Furthermore, the method used to generate the beams provides a path to generating isolated attosecond (one quintillionth of a second) pulses of light with circular polarisation.

Researchers at JILA, a joint research institute of the University of Colorado and the National Institute of Standards and Technology, have developed a method to produce ultrafast pulses of circularly polarised extreme ultraviolet (EUV) light in a tabletop setup.

The approach uses high-harmonic generation (HHG) driven by ultrafast laser pulses. In this process, laser pulses rip electrons from atoms, accelerate the electrons to high energy, and smash them back into the parent ion to generate pulses of extreme ultraviolet light at harmonics of the driving laser frequency.
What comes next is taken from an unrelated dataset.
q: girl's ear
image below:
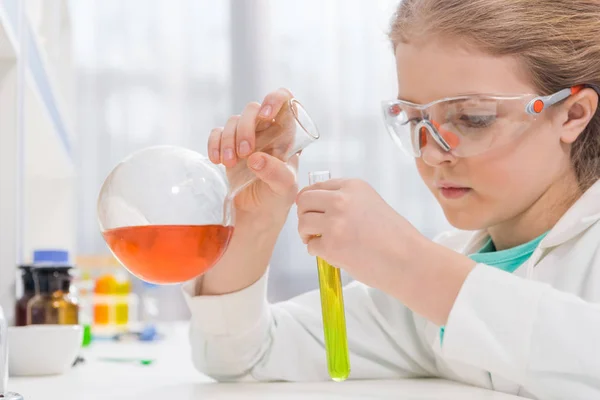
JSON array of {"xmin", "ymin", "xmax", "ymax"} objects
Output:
[{"xmin": 559, "ymin": 87, "xmax": 599, "ymax": 144}]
Specifically, the researchers developed a new experimental configuration in collaboration with the Colorado School of Mines, in which the HHG process is driven by two ultrafast laser beams of opposite circular polarisation that are crossed in a gas sample.

This novel HHG geometry simultaneously generates left- and right-circularly polarised EUV beams at each of the emitted harmonic wavelengths. This approach can be implemented on a laboratory tabletop, and the EUV beams of different helicity and harmonic order are physically separated from each other as well as from the driving lasers.

The angular separation of the EUV beams eliminates the need for expensive filters, mirrors, or gratings that otherwise would attenuate and temporally broaden the pulse. This flexible arrangement allows researchers to make measurements at a particular wavelength and polarisation by simply placing a sample into the isolated beam path.

The researchers demonstrated the practical use of this new light source by measuring the magnetic circular dichroism of a 20-nm iron film.

Furthermore, numerical simulations demonstrate that this phase-matching configuration makes possible the generation of isolated attosecond pulses with circular polarisation. Before this discovery, there were no experimentally realised methods for generating isolated circularly polarised high harmonics.